Tiba-tiba saya merasa tak punya pilihan lain lagi , selain harus merosot. Saat itu juga!. Tak perduli dengan apa yang akan terjadi. Tak perduli dengan sensasi ketakutan saat meluncur di lantai peosotoan. Dan….wsssssssssssss….sss…..aduuh, saya merasakan kengerian saat badan saya bergerak turun tanpa kendali dan …..jburrrrr!!!!. Saya tercebur masuk ke dalam air. Hore!!! Saya berhasil!. Akirnya!!!. Ternyata memang tidak semengerikan seperti apa yang saya pikirkan. Ternyata saya baik baik saja. Kaki saya utuh. Tidak Patah. Dan kepala saya baik baik saja. Tidak cedera. Saya tertawa senang. Anak saya meminta saya mencoba lagi.
Saya naik tangga lagi. Lalu anak saya yang kecil memberi nasihat. Kalau kita merosot, sebaiknya kita pasrah saja. Ikuti alur perosotan. Jangan melawan. Jangan memberontak. Maka kita akan berhasil mencebur di air dengan lebih baik. Dan memang, saya rasakan hal yang sama. Ikuti alur! Itulah cara yang paling mudah. Saya mencoba beberapa kali lagi.
Siang itu sangat cerah. Tak berapa lama kemudian, saya lihat di perosotan air yang lain, seorang kakek yang sedang menemani anak dan cucunya berenang juga mencoba merosot dengan wajah ragu-ragu namun kemudian mencoba lagi dan tertawa riang bersama anak dan cucunya. Lalu berikutnya seorang ibu yang berukuran XL lainnya pun ikut mencoba merosot di perosotan air bersama anaknya. Lalu menyusul seorang ibu lainnya lagi.
“Lihat, Ma!. Mama sudah ngasih inspiration pada Mama-Mama gendut lainnya untuk bermain prosotan air!” Anak saya meledek saya. Saya tertawa. Entahlah kebenarannya. Tadi berjam-jam sebelum saya merosot memang belum ada ibu-ibu yang bermain prosotan air. Entah suatu kebetulan atau tidak. Sungguh siang yang sangat menyenangkan. Bermain air bersama anak-anak di dalam kolam renang!. “Siapa yang bilang kalau sudah jadi Mama, orang harus berhenti main prosotan air? “ tanyanya.
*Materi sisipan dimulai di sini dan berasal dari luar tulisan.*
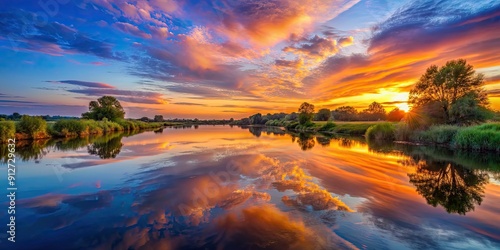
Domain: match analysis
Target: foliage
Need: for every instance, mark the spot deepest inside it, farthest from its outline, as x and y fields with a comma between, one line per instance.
x=482, y=137
x=291, y=117
x=106, y=147
x=256, y=119
x=323, y=115
x=454, y=84
x=374, y=112
x=395, y=115
x=105, y=107
x=34, y=126
x=454, y=187
x=358, y=128
x=327, y=127
x=381, y=131
x=345, y=113
x=7, y=130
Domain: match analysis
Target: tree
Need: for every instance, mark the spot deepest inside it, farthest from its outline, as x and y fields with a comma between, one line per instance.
x=374, y=112
x=395, y=115
x=256, y=119
x=345, y=113
x=105, y=107
x=306, y=141
x=306, y=112
x=107, y=148
x=323, y=115
x=455, y=83
x=158, y=118
x=456, y=188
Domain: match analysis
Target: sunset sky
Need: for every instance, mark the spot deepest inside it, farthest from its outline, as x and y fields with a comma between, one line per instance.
x=226, y=58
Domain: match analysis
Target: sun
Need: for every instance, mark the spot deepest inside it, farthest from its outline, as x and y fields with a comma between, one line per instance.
x=403, y=106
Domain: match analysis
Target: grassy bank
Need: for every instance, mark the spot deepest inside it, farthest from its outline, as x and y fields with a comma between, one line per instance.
x=350, y=128
x=479, y=137
x=31, y=127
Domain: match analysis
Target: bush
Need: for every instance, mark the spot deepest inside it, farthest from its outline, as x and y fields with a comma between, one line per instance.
x=483, y=137
x=34, y=126
x=7, y=130
x=440, y=134
x=381, y=131
x=327, y=127
x=352, y=128
x=403, y=132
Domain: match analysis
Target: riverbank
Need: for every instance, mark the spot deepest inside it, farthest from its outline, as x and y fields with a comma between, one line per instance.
x=35, y=128
x=484, y=137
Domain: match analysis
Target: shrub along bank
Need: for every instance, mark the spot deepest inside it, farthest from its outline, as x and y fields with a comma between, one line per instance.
x=34, y=127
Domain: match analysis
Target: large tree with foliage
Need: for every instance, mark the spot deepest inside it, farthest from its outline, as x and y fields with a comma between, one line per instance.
x=306, y=113
x=374, y=112
x=455, y=89
x=105, y=107
x=395, y=115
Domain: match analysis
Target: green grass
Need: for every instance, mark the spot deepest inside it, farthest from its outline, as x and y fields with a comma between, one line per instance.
x=380, y=131
x=7, y=130
x=482, y=137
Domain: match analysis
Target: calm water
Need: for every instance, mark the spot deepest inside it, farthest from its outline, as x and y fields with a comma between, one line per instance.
x=218, y=187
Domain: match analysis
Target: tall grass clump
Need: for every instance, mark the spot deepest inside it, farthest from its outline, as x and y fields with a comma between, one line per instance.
x=7, y=130
x=438, y=134
x=352, y=128
x=381, y=131
x=34, y=126
x=482, y=137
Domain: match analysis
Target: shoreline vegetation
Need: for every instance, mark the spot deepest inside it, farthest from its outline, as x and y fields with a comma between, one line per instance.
x=449, y=108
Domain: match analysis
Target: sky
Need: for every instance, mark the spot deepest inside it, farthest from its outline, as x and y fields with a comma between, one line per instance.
x=230, y=59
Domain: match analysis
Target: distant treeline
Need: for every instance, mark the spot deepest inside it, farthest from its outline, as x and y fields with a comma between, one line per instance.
x=374, y=112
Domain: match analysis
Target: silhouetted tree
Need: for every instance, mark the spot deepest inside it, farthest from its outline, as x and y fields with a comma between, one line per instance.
x=306, y=112
x=291, y=117
x=106, y=148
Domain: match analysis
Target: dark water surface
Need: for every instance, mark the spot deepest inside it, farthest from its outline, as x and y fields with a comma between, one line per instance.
x=217, y=187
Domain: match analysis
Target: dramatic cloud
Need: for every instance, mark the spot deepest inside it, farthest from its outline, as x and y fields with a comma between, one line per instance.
x=86, y=84
x=131, y=29
x=415, y=37
x=53, y=38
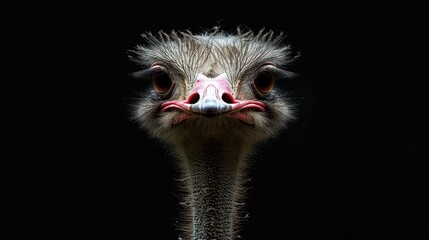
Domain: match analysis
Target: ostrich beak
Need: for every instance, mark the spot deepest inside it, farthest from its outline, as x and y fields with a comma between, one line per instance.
x=211, y=97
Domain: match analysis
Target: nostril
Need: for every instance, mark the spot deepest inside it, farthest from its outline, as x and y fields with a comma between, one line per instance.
x=228, y=98
x=194, y=98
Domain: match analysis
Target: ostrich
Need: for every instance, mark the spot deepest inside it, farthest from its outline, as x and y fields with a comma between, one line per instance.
x=214, y=98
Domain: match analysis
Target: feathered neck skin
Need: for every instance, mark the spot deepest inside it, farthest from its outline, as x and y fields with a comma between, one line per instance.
x=214, y=98
x=214, y=171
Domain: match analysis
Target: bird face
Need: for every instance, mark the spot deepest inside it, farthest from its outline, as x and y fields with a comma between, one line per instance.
x=218, y=85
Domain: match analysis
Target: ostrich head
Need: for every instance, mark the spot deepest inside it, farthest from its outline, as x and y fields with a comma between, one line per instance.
x=214, y=96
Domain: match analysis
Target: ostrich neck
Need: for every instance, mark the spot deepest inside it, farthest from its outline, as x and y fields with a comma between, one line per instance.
x=214, y=172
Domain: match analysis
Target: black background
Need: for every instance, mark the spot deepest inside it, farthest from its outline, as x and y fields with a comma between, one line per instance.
x=353, y=166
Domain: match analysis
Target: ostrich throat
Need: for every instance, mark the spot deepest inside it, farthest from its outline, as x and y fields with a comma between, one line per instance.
x=214, y=168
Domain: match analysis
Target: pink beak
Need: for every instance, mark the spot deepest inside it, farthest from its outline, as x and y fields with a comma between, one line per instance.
x=213, y=97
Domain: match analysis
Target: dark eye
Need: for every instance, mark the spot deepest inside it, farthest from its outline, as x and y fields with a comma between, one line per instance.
x=264, y=82
x=161, y=81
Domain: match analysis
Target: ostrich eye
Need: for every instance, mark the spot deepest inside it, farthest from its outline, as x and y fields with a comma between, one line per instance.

Sambil merosot, saya memikirkan jawaban atas pertanyaan itu. Mengapa orang dewasa berhenti melakukan prosotan dan hal hal menyenangkan lainnya di masa kanak-kanak? Saya rasa jawabannya memang pada hal-hal yang menghambat saya di atas itu. Yakni masalah kekhawatiran baik akan keselamatan ataupun pencitraan diri. Orang dewasa telah terlalu banyak mengalami, membayangkan ataupun melihat hal hal buruk. Hal ini membuat mereka jika menjadi lebih hati-hati dan khawatir akan segala resiko. Demikian juga dengan image. Mereka cenderung untuk menyelaraskan diri dengan norma yang berlaku umum di dalam masyarakatnya. Sehingga kekhawatirannya akan cedera atau pandangan buruk oleh orang sekitar menjadi penting. Safety & image!. Sementara anak-anak tidak pernah memikirkan itu. Mereka tidak perduli dengan masalah pencitraan diri. Mereka pun belum banyak memahami potensi bahaya dan cedera, sehingga aktifitasnya sangat didorong oleh keinginannya yang murni untuk bergerak dan menikmati hidup.
Ya, benar!. Jadi sebuah pertanyaan yang sungguh valid “Siapa yang bilang bahwa usia membatasi kita untuk tidak bermain prosotan air dan berhenti bersenang senang menikmati hidup?’.